Compreender como se dá a constituição e a forma como a placenta é expelida é importante para entender as diferentes causas responsáveis pela retenção (veja o quadro).
Na fase final da gestação ocorre a maturação da placenta, fase importante para sua expulsão após o parto. Os estágios fisiológicos do nascimento de bezerros durante o parto incluem a dilatação do canal da vaca, saída do feto e expulsão das membranas fetais.

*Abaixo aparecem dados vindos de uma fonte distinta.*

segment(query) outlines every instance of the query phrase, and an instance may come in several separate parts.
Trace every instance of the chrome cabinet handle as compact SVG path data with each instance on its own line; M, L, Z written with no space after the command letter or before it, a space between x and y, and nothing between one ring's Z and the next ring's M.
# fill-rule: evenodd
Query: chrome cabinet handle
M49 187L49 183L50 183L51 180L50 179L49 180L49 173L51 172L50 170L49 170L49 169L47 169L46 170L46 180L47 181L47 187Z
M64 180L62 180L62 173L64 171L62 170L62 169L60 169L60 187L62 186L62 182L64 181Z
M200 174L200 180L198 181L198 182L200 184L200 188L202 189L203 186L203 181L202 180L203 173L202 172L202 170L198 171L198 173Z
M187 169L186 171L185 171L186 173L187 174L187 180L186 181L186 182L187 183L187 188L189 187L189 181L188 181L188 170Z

Após o parto, para que a vaca esteja apta a conceber novamente, é preciso que ocorra a involução uterina, a regeneração do endométrio, a eliminação do conteúdo bacteriano do útero e a retomada da atividade cíclica do ovário. O risco da ocorrência de doenças uterinas é maior quando há falhas em um ou mais processos, diminuindo a fertilidade de vacas leiteiras. Também fatores endócrinos, imunológicos, genéticos, de manejo e suas interações contribuem para o aumento na incidência de infecções uterinas.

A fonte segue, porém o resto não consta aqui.